Despite a strong belief in direct democracy, where the representative does the constituents’ bidding, members do not favour the goals of the Tea Party in the US.
Despite the fact strong majorities believe those who vote should have more say in running the country than those who don’t (even when told older Canadians vote the most), they disagree that policy in Canada is made in favour of older Canadians to the detriment of younger Canadians, and that this, if it did exist, would not be a good thing.
The majority of members believe newly licensed drugs should have to perform better than existing drugs before they are included in provincial formularies, one half do not know whether this is the case in Canada or not, and when told that some only have to perform better than a placebo to be listed in this country, about one half disagree with the policy, while an unusually high proportion of members have no opinion. It may be that this is a policy question which stretches respondent comprehension.
The majority believe wait time benchmarks for surgery and cancer treatment aren’t being met, and the majority of members do not find these benchmarks reasonably short anyway. Members want shorter benchmarks set, even if they are missed, rather than seeing more current benchmarks met.

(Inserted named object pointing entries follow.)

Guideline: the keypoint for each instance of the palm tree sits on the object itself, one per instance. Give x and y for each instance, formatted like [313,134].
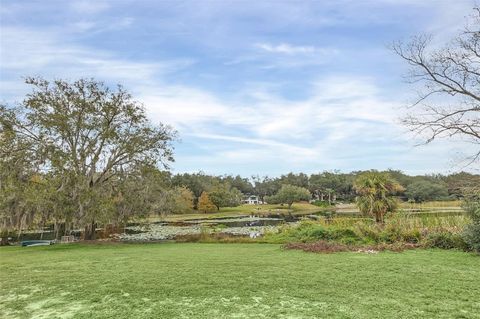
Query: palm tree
[375,192]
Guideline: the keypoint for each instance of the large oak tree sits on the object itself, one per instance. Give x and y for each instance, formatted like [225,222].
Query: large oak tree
[87,135]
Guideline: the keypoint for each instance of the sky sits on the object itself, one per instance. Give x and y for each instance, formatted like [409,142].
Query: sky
[252,87]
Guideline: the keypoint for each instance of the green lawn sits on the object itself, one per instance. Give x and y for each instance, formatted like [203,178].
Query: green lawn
[234,281]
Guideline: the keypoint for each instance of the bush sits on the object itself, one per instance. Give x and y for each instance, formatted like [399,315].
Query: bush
[471,236]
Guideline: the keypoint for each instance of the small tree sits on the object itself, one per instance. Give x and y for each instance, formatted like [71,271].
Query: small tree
[205,205]
[375,191]
[289,194]
[183,198]
[424,190]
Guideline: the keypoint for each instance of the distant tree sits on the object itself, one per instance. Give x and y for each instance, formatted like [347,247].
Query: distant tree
[205,205]
[329,185]
[421,191]
[183,199]
[240,183]
[223,195]
[265,186]
[300,180]
[289,194]
[375,192]
[448,105]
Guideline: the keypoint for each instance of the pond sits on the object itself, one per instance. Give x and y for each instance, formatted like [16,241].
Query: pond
[235,226]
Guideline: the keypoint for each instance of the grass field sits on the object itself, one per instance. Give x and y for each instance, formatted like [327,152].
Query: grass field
[234,281]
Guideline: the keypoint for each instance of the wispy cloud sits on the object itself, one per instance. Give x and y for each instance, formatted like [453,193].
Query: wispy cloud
[256,88]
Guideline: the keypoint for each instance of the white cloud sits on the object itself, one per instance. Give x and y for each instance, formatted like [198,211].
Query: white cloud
[88,7]
[286,48]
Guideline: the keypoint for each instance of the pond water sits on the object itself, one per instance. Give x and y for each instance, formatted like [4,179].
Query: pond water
[235,226]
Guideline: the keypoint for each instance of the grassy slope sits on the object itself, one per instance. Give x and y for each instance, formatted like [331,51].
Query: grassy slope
[234,281]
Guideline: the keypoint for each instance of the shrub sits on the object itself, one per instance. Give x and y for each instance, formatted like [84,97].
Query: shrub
[471,234]
[445,240]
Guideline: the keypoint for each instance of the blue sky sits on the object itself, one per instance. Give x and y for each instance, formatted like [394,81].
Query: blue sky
[253,87]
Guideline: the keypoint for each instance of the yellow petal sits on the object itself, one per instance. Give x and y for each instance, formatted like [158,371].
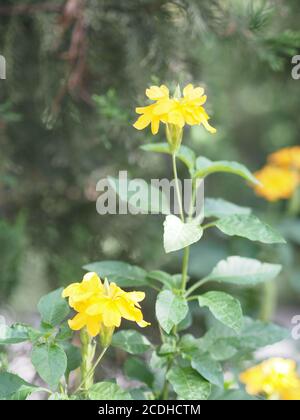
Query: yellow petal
[111,316]
[155,126]
[136,296]
[143,324]
[155,93]
[97,308]
[208,127]
[142,122]
[163,107]
[176,118]
[68,291]
[78,322]
[93,326]
[128,311]
[188,90]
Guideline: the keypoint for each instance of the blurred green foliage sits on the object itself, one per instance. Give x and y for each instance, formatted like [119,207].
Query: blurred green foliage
[12,239]
[77,69]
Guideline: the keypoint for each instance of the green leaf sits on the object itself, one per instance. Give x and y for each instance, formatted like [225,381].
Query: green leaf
[188,384]
[257,334]
[205,167]
[108,391]
[185,154]
[145,198]
[219,208]
[135,368]
[131,341]
[290,228]
[12,387]
[50,361]
[244,271]
[17,333]
[178,235]
[74,358]
[162,277]
[209,369]
[124,274]
[224,307]
[223,343]
[53,308]
[250,227]
[170,309]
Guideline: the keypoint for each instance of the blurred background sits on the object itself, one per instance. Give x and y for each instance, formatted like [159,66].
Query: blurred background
[76,70]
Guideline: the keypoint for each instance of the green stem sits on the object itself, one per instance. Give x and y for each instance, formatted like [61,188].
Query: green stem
[88,348]
[179,199]
[269,301]
[209,225]
[185,265]
[196,286]
[165,389]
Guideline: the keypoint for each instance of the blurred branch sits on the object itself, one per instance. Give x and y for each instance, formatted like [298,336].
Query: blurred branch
[30,8]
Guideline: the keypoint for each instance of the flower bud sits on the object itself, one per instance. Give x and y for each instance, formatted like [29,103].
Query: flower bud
[174,136]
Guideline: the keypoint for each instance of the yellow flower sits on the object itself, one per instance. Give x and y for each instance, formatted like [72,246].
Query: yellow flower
[276,183]
[117,304]
[176,111]
[276,378]
[101,306]
[289,157]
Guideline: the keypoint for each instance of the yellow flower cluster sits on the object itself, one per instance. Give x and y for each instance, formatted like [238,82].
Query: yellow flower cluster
[289,158]
[279,179]
[177,111]
[102,305]
[276,378]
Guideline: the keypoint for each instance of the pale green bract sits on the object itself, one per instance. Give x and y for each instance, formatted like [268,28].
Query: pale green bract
[179,235]
[244,271]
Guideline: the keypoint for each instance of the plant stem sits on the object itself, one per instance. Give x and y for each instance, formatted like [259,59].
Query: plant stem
[185,265]
[179,199]
[88,349]
[90,373]
[165,389]
[196,286]
[270,300]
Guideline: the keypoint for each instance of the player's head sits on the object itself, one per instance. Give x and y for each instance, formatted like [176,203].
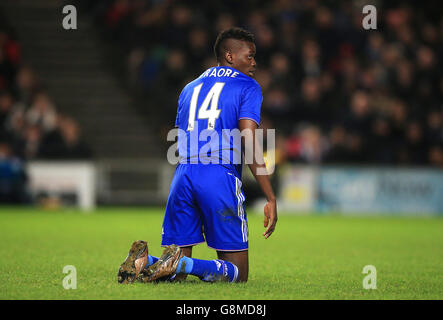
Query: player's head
[235,47]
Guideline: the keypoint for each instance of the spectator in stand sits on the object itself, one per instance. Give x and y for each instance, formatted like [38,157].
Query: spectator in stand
[373,96]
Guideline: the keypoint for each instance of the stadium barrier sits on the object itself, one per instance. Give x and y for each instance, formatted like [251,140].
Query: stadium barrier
[360,190]
[54,183]
[301,189]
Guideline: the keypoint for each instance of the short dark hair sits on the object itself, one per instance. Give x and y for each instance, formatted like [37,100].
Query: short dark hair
[232,33]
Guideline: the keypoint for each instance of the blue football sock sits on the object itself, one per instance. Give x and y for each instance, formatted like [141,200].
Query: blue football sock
[151,260]
[208,270]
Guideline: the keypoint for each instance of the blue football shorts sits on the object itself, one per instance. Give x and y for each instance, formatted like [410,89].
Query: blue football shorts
[206,203]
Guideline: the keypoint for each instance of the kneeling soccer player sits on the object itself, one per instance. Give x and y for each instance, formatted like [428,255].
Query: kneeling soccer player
[206,201]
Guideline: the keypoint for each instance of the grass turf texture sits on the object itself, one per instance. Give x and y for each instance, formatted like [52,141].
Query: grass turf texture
[308,257]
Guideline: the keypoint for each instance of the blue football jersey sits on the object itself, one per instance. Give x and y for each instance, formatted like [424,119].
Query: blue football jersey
[209,109]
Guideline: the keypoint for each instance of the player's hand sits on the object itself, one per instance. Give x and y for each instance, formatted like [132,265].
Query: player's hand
[270,218]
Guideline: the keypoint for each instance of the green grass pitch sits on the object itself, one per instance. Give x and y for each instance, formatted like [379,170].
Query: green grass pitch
[308,257]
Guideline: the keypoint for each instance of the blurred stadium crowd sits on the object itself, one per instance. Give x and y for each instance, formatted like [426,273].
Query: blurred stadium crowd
[336,93]
[30,125]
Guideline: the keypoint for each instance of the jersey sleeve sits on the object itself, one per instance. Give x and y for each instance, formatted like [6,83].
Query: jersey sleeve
[251,103]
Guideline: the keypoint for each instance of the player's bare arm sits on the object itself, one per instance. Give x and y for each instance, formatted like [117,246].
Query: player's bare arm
[270,210]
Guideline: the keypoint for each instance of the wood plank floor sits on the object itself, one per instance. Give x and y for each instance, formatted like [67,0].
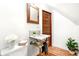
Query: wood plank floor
[54,51]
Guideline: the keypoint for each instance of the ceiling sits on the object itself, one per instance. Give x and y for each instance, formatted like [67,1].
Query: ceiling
[69,10]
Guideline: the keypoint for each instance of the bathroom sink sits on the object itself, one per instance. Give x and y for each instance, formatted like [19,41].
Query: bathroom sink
[40,37]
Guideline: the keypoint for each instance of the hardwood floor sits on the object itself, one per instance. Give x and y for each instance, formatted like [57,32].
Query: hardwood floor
[54,51]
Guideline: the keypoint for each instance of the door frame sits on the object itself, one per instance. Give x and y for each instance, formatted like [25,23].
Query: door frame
[50,25]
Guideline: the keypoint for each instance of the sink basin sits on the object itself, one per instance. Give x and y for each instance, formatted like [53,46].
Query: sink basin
[40,37]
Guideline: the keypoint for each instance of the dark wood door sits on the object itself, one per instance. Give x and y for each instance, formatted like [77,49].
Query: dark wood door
[47,25]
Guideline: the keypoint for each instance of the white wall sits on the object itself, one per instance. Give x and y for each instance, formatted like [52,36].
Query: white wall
[63,29]
[13,20]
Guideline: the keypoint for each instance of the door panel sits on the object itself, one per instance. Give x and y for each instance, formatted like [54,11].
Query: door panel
[46,25]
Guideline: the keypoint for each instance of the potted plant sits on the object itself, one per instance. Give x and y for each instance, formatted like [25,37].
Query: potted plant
[72,45]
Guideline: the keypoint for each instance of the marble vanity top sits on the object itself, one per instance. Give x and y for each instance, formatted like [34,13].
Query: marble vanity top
[40,37]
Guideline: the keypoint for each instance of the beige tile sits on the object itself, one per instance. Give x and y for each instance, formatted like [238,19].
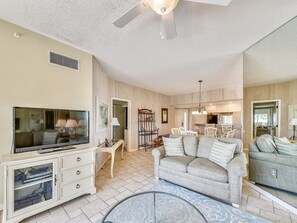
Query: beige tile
[75,204]
[259,203]
[97,217]
[274,217]
[123,195]
[111,201]
[36,217]
[56,217]
[133,186]
[94,208]
[80,219]
[107,194]
[281,213]
[75,213]
[90,197]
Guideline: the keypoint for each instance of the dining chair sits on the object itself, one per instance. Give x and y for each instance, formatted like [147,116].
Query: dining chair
[210,131]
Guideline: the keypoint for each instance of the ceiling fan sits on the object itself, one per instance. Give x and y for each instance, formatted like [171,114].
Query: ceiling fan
[163,8]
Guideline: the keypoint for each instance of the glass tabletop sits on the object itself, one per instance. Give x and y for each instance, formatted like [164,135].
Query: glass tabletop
[153,207]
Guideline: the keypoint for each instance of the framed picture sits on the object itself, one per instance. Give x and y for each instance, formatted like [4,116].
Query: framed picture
[292,113]
[164,115]
[102,116]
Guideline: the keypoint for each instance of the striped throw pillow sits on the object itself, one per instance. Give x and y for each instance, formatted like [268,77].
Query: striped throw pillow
[285,147]
[173,146]
[222,153]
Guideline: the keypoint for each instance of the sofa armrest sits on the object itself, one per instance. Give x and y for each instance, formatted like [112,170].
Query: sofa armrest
[237,166]
[158,154]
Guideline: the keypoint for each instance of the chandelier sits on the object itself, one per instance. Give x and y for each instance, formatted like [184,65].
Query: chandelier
[200,110]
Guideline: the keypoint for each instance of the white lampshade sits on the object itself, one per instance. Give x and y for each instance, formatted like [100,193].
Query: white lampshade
[61,123]
[81,123]
[71,123]
[293,121]
[114,122]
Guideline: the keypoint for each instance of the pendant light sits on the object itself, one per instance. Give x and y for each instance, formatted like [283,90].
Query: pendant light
[200,110]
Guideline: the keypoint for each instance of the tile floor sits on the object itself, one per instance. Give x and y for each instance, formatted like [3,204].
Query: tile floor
[135,174]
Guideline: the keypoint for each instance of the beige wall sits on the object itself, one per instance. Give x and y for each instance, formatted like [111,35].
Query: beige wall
[285,91]
[106,88]
[27,78]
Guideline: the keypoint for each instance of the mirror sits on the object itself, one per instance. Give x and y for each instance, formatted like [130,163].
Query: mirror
[270,72]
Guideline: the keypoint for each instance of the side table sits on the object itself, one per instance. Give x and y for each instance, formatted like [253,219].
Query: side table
[111,150]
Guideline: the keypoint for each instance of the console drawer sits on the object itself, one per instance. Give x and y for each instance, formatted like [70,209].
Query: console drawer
[77,160]
[76,187]
[77,173]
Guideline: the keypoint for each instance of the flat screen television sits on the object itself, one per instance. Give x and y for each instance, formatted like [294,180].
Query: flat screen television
[212,119]
[36,129]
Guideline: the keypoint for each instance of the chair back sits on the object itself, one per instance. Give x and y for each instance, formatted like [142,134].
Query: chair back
[175,131]
[226,128]
[231,133]
[189,132]
[210,131]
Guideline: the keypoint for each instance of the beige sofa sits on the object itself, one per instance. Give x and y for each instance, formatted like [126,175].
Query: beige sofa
[195,171]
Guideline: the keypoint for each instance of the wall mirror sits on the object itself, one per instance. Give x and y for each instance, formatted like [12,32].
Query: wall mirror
[270,74]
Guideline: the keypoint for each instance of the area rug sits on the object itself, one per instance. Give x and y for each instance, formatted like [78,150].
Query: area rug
[178,204]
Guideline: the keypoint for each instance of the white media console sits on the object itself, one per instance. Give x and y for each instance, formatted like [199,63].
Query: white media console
[36,182]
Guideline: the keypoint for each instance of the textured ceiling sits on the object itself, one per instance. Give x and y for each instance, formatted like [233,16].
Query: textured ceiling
[209,43]
[274,57]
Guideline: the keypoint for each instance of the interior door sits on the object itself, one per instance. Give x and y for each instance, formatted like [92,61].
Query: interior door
[265,118]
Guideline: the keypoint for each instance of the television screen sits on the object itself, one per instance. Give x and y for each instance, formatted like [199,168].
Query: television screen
[212,119]
[41,128]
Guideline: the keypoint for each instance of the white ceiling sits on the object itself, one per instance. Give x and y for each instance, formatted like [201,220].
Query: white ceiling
[209,43]
[272,59]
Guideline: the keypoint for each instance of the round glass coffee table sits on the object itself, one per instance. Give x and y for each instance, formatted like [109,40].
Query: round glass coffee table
[154,207]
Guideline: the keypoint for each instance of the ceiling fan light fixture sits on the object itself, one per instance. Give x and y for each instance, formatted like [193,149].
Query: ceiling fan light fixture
[162,7]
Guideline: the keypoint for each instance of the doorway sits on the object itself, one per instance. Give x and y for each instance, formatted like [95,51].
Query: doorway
[265,118]
[121,109]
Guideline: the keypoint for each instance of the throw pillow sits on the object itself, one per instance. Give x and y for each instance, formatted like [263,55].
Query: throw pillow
[173,146]
[222,153]
[266,144]
[286,148]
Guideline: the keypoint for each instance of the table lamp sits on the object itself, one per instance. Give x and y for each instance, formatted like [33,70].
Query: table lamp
[293,122]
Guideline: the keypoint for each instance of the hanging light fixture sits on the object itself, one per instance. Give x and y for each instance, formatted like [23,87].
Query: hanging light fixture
[200,110]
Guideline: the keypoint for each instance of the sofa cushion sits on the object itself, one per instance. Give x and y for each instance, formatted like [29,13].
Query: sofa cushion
[207,169]
[286,148]
[266,144]
[205,145]
[173,146]
[179,163]
[222,153]
[190,145]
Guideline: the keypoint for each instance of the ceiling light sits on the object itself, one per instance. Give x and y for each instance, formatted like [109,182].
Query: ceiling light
[200,110]
[162,7]
[17,35]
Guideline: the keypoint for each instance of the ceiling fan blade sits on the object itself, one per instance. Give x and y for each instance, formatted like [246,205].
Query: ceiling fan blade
[213,2]
[130,15]
[168,30]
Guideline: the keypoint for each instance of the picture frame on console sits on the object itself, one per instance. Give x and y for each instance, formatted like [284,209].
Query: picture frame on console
[101,115]
[164,115]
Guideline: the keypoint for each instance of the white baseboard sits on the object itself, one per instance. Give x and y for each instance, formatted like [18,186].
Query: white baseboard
[272,197]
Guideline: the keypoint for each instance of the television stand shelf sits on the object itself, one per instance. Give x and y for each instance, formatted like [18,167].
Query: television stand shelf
[35,182]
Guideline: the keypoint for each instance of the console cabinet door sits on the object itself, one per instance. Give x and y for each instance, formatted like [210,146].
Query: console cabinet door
[31,186]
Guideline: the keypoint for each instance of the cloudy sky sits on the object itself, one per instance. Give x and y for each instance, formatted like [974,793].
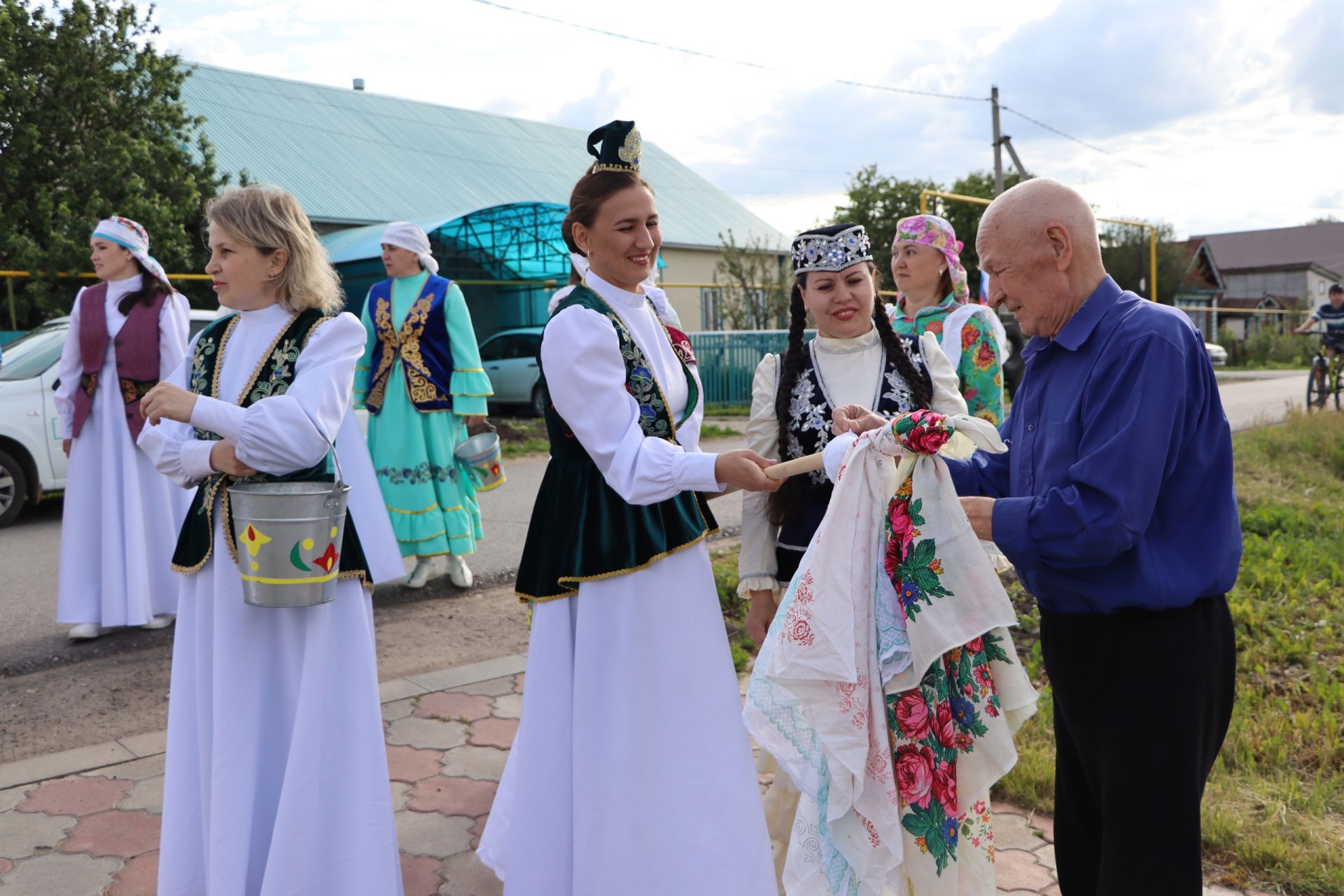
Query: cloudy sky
[1212,115]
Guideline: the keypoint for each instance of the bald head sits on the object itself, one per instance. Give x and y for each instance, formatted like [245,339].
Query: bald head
[1032,206]
[1038,244]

Members see the best solutions to wait times as being better queue management and more doctors, nurses and radiation specialists, and they agree strongly that both should be put in place simultaneously. The vast majority want the government to make new, shorter wait time benchmarks an election promise, but few would switch parties to vote for this policy.
One half of members gamble or game, spending about $12 a month on average.
Members prefer the younger Elvis in the sportcoat to either the middle period Elvis in the black leather jumpsuit or the later Elvis in the white satin jumpsuit. A possible explanation is that our members were teenagers in the mid-1950s when Elvis first appeared, and they have a direct memory of this. Americans apparently feel the same way – the young Elvis in a sportcoat is featured on their commemorative postage stamp.
The Conservatives are preferred by more than one half of members, while the Liberals are slowly gaining share in second place and the NDP are slowly losing share in third place.